Smoking also complicates anesthesia, he adds. “We also have special smoker’s consents that outlay the facts about smoking and health, healing, and anesthesia,” he says. “If someone is an extreme smoker (two to four packs a day) and has respiratory problems, I refuse surgery.”
Different Surgeries, Different Playbooks
Tummy tucks, facelifts, and breast reductions or mastopexies are procedures where large skin flaps are more susceptible to the effects of smoking, adds Mark Mofid, MD, FACS, a board-certified plastic surgeon in La Jolla, Calif. “For those patients, I like them to be off of cigarettes for 3 months and an additional 2 months after surgery,” he tells PSP.
Other procedures like breast augmentation, liposuction, and things like endoscopic browlifts and closed-technique rhinoplasty don’t result in skin flaps that are susceptible to necrosis, Mofid says. “I ask them to be off of cigarettes for only 2 weeks before and 2 weeks after surgery,” he says. “I also don’t permit them to be around secondhand smoke. If there is a smoker in the house, he or she must smoke outside.”
Mofid asks patients to take nicotine tests 1 month before surgery and has patients sign special smokers consent forms.

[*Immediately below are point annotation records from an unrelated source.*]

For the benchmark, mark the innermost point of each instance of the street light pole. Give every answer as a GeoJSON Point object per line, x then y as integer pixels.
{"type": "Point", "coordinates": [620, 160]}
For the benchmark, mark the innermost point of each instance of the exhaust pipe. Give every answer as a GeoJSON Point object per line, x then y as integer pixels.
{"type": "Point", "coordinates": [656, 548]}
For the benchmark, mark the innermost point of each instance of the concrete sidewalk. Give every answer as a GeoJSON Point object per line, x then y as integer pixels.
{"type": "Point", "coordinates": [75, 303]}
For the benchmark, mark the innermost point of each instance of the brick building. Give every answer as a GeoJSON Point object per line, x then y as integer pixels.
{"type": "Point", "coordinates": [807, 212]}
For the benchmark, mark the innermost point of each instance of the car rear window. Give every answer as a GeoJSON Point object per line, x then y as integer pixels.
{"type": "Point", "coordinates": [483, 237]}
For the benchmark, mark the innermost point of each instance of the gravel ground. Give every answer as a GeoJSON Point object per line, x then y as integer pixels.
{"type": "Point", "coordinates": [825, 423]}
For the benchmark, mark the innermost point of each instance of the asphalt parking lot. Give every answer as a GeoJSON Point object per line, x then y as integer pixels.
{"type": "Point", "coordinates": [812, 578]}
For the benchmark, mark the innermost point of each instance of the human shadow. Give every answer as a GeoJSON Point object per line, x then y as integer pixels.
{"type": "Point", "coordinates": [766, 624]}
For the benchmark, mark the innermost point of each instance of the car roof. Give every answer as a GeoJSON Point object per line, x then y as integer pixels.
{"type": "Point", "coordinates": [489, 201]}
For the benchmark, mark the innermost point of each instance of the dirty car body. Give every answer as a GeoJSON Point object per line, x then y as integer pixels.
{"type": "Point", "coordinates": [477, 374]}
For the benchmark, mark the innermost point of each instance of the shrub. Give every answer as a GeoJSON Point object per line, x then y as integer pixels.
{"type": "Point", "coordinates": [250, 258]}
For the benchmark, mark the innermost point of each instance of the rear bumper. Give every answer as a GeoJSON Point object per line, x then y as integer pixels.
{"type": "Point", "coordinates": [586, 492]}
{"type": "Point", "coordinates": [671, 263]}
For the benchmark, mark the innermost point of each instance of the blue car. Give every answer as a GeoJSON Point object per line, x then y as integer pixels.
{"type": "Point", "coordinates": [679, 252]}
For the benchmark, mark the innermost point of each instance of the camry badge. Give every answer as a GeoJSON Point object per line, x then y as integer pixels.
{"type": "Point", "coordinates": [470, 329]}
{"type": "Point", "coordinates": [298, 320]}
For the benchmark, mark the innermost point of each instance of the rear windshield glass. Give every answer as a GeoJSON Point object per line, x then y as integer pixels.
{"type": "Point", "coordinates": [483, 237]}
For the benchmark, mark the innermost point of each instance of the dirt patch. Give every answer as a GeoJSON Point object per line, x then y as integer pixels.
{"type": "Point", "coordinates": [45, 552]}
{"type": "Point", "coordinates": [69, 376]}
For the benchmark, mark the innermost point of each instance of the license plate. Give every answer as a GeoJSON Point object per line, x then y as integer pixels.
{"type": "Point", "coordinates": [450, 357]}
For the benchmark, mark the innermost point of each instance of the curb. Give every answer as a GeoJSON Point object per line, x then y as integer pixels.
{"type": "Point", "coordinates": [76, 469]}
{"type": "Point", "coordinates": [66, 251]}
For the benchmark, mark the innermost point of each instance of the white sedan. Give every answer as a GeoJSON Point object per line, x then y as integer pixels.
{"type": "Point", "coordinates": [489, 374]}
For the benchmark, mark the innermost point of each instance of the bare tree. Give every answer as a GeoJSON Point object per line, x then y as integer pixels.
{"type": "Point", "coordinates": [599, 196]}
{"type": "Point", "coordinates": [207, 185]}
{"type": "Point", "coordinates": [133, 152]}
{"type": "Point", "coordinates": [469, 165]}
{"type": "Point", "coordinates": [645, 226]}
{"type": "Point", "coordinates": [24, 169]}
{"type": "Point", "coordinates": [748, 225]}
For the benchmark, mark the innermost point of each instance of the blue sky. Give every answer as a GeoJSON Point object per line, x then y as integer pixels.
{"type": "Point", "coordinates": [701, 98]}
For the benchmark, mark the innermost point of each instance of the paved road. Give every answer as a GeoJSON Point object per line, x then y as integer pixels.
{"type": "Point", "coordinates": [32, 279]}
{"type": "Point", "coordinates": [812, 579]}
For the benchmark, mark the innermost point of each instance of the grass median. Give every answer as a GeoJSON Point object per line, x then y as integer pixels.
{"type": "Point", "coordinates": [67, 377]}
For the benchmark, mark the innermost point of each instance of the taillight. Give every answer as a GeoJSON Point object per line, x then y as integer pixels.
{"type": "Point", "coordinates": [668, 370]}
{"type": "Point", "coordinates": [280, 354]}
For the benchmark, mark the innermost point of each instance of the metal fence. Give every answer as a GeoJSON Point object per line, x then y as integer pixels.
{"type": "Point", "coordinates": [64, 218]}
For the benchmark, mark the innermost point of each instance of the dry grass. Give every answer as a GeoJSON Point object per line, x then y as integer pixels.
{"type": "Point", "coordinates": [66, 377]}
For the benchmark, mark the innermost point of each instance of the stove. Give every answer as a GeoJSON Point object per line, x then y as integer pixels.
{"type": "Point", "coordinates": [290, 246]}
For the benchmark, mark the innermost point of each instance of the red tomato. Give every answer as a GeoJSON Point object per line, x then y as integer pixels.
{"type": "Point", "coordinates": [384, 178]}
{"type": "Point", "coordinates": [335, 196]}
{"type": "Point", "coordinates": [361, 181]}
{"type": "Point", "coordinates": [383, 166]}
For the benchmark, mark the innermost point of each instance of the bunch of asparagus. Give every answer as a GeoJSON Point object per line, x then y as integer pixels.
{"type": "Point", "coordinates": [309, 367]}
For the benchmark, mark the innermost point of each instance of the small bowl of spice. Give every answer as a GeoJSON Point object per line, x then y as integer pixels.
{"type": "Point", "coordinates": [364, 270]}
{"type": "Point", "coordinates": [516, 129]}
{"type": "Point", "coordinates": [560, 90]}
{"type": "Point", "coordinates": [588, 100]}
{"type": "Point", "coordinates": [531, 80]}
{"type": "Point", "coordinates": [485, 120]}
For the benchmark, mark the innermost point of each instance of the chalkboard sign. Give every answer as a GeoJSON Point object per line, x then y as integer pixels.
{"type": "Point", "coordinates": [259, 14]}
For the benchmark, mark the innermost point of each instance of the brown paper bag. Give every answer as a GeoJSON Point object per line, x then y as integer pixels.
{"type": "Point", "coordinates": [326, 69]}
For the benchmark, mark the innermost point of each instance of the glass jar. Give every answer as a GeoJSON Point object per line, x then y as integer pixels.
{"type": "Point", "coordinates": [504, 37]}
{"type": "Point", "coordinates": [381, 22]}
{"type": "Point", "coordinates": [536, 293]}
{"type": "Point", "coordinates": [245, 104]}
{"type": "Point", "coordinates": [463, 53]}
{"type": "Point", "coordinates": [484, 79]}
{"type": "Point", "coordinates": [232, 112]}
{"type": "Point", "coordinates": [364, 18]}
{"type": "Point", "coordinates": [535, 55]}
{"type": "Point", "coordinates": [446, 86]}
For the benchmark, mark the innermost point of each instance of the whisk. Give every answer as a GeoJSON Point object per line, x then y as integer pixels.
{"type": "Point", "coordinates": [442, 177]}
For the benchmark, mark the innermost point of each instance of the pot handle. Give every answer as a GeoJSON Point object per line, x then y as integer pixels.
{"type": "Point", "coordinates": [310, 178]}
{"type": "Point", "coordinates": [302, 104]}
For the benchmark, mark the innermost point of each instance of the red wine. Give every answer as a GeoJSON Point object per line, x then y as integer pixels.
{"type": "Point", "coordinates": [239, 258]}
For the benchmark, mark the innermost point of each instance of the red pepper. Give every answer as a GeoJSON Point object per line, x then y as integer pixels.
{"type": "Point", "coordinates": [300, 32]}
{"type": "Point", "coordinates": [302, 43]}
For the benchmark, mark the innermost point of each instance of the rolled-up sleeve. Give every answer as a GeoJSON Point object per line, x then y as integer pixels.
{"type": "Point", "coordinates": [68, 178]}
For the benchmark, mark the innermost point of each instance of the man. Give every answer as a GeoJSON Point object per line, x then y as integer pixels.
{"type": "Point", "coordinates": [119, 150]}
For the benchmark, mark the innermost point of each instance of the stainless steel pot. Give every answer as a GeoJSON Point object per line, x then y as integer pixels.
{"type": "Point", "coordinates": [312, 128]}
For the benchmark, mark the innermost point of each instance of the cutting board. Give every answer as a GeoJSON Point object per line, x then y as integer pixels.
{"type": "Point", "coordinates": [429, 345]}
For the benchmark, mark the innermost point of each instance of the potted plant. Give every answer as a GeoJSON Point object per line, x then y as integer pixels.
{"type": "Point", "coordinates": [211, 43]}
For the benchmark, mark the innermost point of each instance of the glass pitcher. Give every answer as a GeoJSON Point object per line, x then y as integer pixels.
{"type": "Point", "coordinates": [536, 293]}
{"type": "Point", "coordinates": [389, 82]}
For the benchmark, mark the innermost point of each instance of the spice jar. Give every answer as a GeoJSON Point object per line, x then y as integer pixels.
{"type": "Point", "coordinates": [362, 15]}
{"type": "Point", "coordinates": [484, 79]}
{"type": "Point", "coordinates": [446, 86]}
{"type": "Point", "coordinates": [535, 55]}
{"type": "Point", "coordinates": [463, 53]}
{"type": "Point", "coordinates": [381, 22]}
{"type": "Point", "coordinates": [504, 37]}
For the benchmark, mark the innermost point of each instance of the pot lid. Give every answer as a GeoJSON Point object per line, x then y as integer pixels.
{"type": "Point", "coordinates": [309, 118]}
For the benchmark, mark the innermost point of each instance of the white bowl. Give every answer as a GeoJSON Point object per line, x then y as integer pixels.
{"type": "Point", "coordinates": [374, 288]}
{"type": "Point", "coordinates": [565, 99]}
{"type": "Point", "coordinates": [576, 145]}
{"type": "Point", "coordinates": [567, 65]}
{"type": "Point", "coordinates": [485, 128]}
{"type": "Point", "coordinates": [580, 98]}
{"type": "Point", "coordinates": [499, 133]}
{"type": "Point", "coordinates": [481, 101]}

Most patients who have large flap surgeries decide that they may as well quit for good after being off of cigarettes for a full 5 months, he says.
“I’ve only had two patients in the last 10 years that didn’t follow the strict guidelines. Both smoked in the days before and after surgery. Both had breast reductions, and both wound up with unilateral breast wounds that took months to heal and required secondary revisionary procedures to cut out the scar tissue and more tissue on the other breast to match the new smaller size,” he recalls. “It’s a big deal. Oftentimes, patients don’t realize that.”